THE GOUT DIET
Gout is caused by high uric acid levels in your blood. Extra uric acid forms sharp crystals that settle in your joints, causing swelling and pain. But you can help reduce the amount of uric acid in your body by maintaining a low-purine diet. Reducing uric acid levels can help prevent new crystals from forming, reducing gout attacks.
THE LOW PURINE DIET
Purines are chemicals that are naturally found in certain foods and drinks. When your body breaks down these chemicals, uric acid is the byproduct. A low-purine diet reduces the foods and drinks with the highest purine content to reduce uric acid. It also encourages some select foods that may reduce uric acid levels in your body.
What are the best foods to eat when you have gout?
While eating particular foods won’t be enough to make gout go away, studies suggest that certain foods and drinks may help reduce uric acid in your body.
Some early research suggests that drinking skim milk may help reduce uric acid and gout flare-ups. It speeds up the excretion of uric acid in your urine and also reduces your body’s inflammatory response to uric acid crystals in your joints.
Scientists are currently researching the benefits of cherries and cherry juice for managing gout symptoms, and early results are promising. Cherries have known anti-inflammatory properties, and they may also help reduce uric acid in your body.
You may have heard that coffee is acidic, but the type of acid in coffee is very different from uric acid. In fact, drinking coffee daily can reduce your uric acid levels by several means. It slows the breakdown of purine into uric acid and speeds the rate of excretion.
People who drink five to eight glasses of water a day are less likely to experience gout symptoms. This makes sense since your kidneys use water to excrete uric acid in your urine. Water is also good for kidney health. Impaired kidney function is one factor that can contribute to gout.
However, many healthcare providers prefer to focus on general dietary guidelines rather than particular foods. They suggest that you:
- Vary your protein sources.
- Enjoy fruits and vegetables.
Most are low in purines, but even the ones that are higher have not been shown to affect gout symptoms. And the benefits are worthwhile.

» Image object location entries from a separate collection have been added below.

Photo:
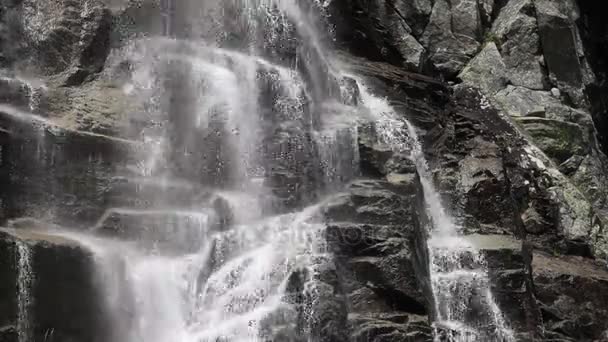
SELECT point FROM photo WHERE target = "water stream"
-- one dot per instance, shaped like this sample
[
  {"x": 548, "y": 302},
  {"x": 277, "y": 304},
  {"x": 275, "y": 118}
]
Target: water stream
[
  {"x": 261, "y": 120},
  {"x": 465, "y": 309}
]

- Enjoy grains (except oats).
Rice, pasta, bread, and cereals are all gout-friendly (except oats). Beware of added high fructose corn syrup in packaged products, and choose whole grains (at least half of the time) to help control blood sugar.
Note that it's, not a cure. Diet may move the needle a little on uric acid levels in your blood, but not as much as medications do. The best approach is to combine them. Some people argue that the benefits of the diet aren’t proven to be worth the trouble when compared with medication. But medication alone is often not enough to manage gout effectively. In these cases, many people appreciate having something they can do proactively to reduce their symptoms.